Viewing the Overall Capacity metric in Historical mode is useful for a general, comparative view of Enterprise Manager capacity status. However, the Enterprise Manager workload is complex, and various aspects of the workload affect the Overall Capacity metric in different, nonlinear ways.
For instance, the duration of SmartStor maintenance tasks (spool to data conversion and reperiodization) can be an important indicator of Enterprise Manager capacity. However, these maintenance tasks do not directly participate in the Overall Capacity calculation. The SmartStor maintenance tasks cause an increase in CPU and heap utilization. The increased utilization results in an increase in capacity percentage, but the magnitude of the increase does not reflect the full impact of SmartStor maintenance issues.

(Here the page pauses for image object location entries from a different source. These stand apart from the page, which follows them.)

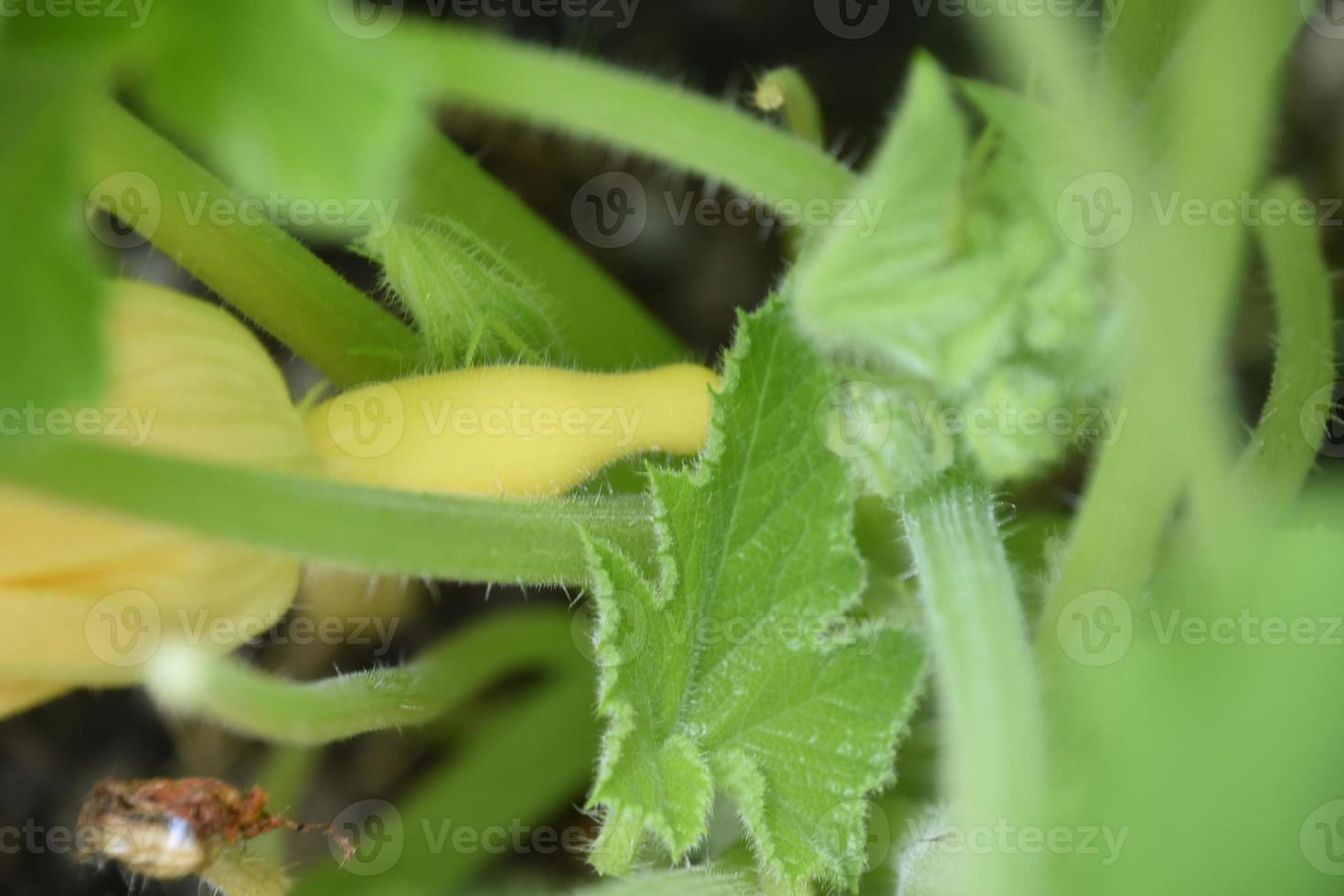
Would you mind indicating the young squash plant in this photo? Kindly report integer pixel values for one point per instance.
(758, 653)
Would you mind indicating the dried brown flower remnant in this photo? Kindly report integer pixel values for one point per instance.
(171, 827)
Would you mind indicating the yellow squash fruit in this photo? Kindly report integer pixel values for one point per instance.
(517, 432)
(88, 598)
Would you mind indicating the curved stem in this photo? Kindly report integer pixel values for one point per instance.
(1280, 454)
(632, 112)
(253, 265)
(986, 677)
(257, 704)
(375, 529)
(517, 767)
(601, 323)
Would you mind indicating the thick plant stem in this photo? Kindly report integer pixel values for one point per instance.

The Overall Capacity metric is focused primarily on how an Enterprise Manager handles the agent metrics workload. This metric does not directly evaluate capacity with respect to the application triage map or CA CEM data. For example, the Overall Capacity metric does not reflect overloaded Enterprise Manager services or APM database I/O issues.
So per Junaid Wahab's comment it would be good to review all the other metrics under the Enterprise Manager | Health node.
Exhaustive, clear , useful. Thank You
The EM Capacity % appears to be related to the number of workstations. Normally the heap after GC stays around 1.8 to 2 GB with the heap in use, staying in a pattern after GC. When a 10.5.2.92 workstation connects to the 10.5.2.92 enterprise manager (MOM) there is a very large increase in the heap use after GC. After the workstation logs out, there appears to be correlation to the heap use after GC, implying that the workstation is driving the memory use on the MOM.
The same behavior is not seen with WebView.
I have opened a support case on this topic since it does not appear to be other factors such as increase in agents, metrics, error or transaction traces during the time the MOM memory jumps.
01135833 - EM Capacity % - Increases when workstation is logged in.
Thanks Billy. I took the case
We applied the hotfix 46 (10.5.2.99) to our enterprise managers and workstations and the capacity issues due to the workstation appear to be fixed. Also the "SEVERE: Could not synchronize database state with session" messages within the EM logs also appear to have been corrected.